Scientists learned from Skylab, which orbited the earth for 84 days, and also from a one-year Soviet space mission, that astronauts have physical problems adjusting to microgravity and then readjusting to earth.
"It took about two or three weeks for our astronauts to physically come back to normal after Skylab, and reports are that it took a month or two for the Russians . . . and we don't know if the Russians regained their bone loss or not," said Dr. Bernard Harris of the Johnson Space Center in Houston.
Because bone is a living tissue, it will respond to the stress that is placed on it. In space there is little stress, so the bone actually decreases in size to make the skeleton lighter.
The problem, according to some researchers, is that after two or three years in space a human may not regain the same level of bone and bone density, which in turn could result in a loss of strength.
The prescription to this dilemma--scientists believe--is exercise.
That's why Space Station Freedom, scheduled to launch in 1996, will include an exercise facility in the spaceship.
The facility will include a treadmill, a bike rower used for cycling and rowing, and a weightlfiting machine called a tork. The tork has an electric motor to provide resistance, and different attachments to perform bicep curls, tricep extensions and leg and military presses.
Exercise in space results in other problems. Scientists are trying to make the exercise period short enough so that it does not impact the space mission.
"We have ongoing studies in simulated microgravity to see if we can cram an entire daily activity that a person would do, including the exercise, into a two-hour period, which would include the treadmill and bike rower, etc," Harris said.
To determine force, Harris doubles a person's body weight and then multiplies that figure by the number of steps the person takes during a day. A program is then prescribed on the treadmill, adjusting speed, grade and steps to equal the required amount of force expenditure.
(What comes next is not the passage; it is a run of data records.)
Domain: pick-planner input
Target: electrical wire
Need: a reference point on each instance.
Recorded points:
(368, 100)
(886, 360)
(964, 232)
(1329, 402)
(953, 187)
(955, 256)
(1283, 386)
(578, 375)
"We put the subject in bed and get him up for any period of time you are going to cram this into," Harris said. "Actually, some health spas are taking this concept and coming up with 30 minute workouts. The body experiences the total load and force that you would have if you worked out for two hours at a lower intensity."
Exercise in space will have a different twist and produce different results. In running, for example, elastic cords, which may be the business of the future, will be used to keep a runner on the ground. Because there is little gravity, there will be no force generated from the weight of the runner's foot hitting the ground. The major force expended will be from the resistance of the runner moving against the elastic cords.
In weightlifting, force must be produced because nothing weighs anything in space.
"So if you lift five pounds down here with your biceps, you are lifting against gravity and are also holding your arm up against gravity," Harris said.
"If you take the same body and put it into microgravity, it's not lifting anything but pulling against the weight itself. So the characteristics of weightlifting will be different."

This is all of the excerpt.